Las nubes describen con reflejos sus volúmenes. Con sus luces vigorosas y sus sombras pintan diferentes tonalidades de blanco llenas de líneas curvas, y se amontonan en racimos sin ningún orden, como uvas informes.
El sol las besa desde lejos, les manda sus cálidos saludos y pone brillos, una a una, en sus mofletes redondos.
No sé por qué las nubes insisten con tanto énfasis en ser vistas, tampoco entiendo muy bien que capten toda mi atención, pero observarlas me produce una paz que me llena de equilibrio.

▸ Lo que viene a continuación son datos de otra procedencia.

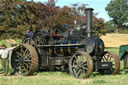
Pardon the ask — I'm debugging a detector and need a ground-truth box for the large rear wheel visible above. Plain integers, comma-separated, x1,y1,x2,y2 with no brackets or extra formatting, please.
99,52,120,74
11,44,38,76
69,51,93,79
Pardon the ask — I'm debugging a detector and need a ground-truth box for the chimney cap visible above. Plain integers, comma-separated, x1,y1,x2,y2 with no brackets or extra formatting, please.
85,8,94,11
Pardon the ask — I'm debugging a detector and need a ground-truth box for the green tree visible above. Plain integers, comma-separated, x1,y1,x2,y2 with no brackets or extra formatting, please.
106,0,128,31
0,0,39,39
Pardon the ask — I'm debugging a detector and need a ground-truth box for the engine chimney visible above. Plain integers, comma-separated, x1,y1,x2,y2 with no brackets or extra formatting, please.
85,8,94,38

Dicen que la luz de Julio es la más bella. Y sólo podemos corroborar que es cierto si miramos, de vez en cuando, el paisaje. Si levantamos la vista de los quehaceres que ocupan nuestras vidas y decidimos dedicar tan sólo unos segundos a comprobarlo, pronto nos daremos cuenta de que el reloj de la prisa parece pararse y comienza a mover sus manecillas el tic tac interno, el de un corazón que disfruta.
Cuando la tarde se llena de cielo y el sol inicia su despedida diaria, el horizonte se va tiñendo de unos tonos anaranjados y rojizos tan intensos, tan llenos de belleza que primero aceleran nuestro pulso y después calman nuestra respiración.
Bajo ese manto, las montañas se convierten en una sinfonía de verdes, como un mar inmóvil, que se va oscureciendo gradualmente hasta desaparecer.
Entonces, todas las estrellas del firmamento vienen a visitarnos, ponen chispas de luz en nuestras retinas: cientos de ellas, faros inmediatos o luciérnagas lejanas pugnan con sus destellos por una mirada saltarina. Y allí estamos, abrumados por tal hechizo, asombrados por tanta cantidad, sorprendidos por tanta delicadeza en ese cielo tan sembrado.
Julio, con su intensa luz, invita a levantar la vista y gozar de su espectáculo.